DMTX as a 21st Century Mystery School

A talk by Carl Hayden Smith

'This talk will focus on the prospects of being one of the first participants in the world to try DMTX (X=Extended) at Imperial College London (ICL). After being part of the DMT phase 1 and phase 2 trials (over the last 5 years) this research now moves into a whole new level of immersion. During this experiment the peak of the DMT state will be extended thanks to a continuous intravenous drip feeding of the entheogen. This arguably turns this ancient medicine into a new form of technology. Early findings of the research from Chris Timmerman (ICL) suggests that nnDMT produces the same brain signature as the dreaming state. During the extended state we may be better able to explore the hypothesis from Andrew Gallimore that nnDMT actually opens up an entirely novel, orthogonal reality.The DMTX experiment potentially means that nnDMT could become the base layer of our subjective reality, being combined, exponentially, with everything in life. What are the implications of this? Is there a danger that the psychedelic state is being overly romanticised and that DMTX could be regarded as a new form of bio chemical VR? How will DMTX help with the integration problem? Maybe the problem of bringing our insight back from the liminal space isn't that these experiences defy verbalization, but that our languages are not yet sufficient enough to describe these experiences.

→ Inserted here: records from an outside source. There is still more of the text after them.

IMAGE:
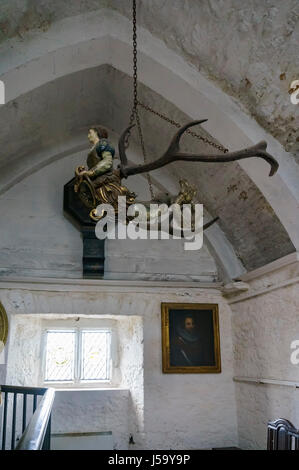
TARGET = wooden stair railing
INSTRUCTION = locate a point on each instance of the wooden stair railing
(35, 434)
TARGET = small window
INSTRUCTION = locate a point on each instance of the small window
(77, 355)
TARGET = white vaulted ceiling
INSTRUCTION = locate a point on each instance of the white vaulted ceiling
(66, 69)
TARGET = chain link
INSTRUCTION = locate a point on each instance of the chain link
(178, 125)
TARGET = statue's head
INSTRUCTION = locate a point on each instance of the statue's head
(97, 133)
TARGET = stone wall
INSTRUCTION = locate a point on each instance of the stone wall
(183, 411)
(265, 322)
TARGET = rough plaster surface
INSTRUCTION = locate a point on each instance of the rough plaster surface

Increased cortical signal diversity during psychedelic states and visually realistic neural network models of hallucinations

A talk by Michael Schartner

Global states of consciousness - such as general anaesthesia or REM sleep - can be characterised by metrics of signal diversity, showing that diverse cortical activity is a hallmark of consciousness. We found that signal diversity is elevated in classical psychedelic states, possibly explained by a larger repertoire of brain states - which would be in line with reports about openness, novel associations and levelled salience of all experiences during psychedelic states. This coarse description of the brain as a dynamical system with various degrees of diversity in activity is only one dimension to characterise such global states of consciousness. Neural network models of visual perception and its pharmacological perturbation may provide a more mechanistic model, showing how the balanced integration of prior and sensory information into conscious perception is regulated by serotonin.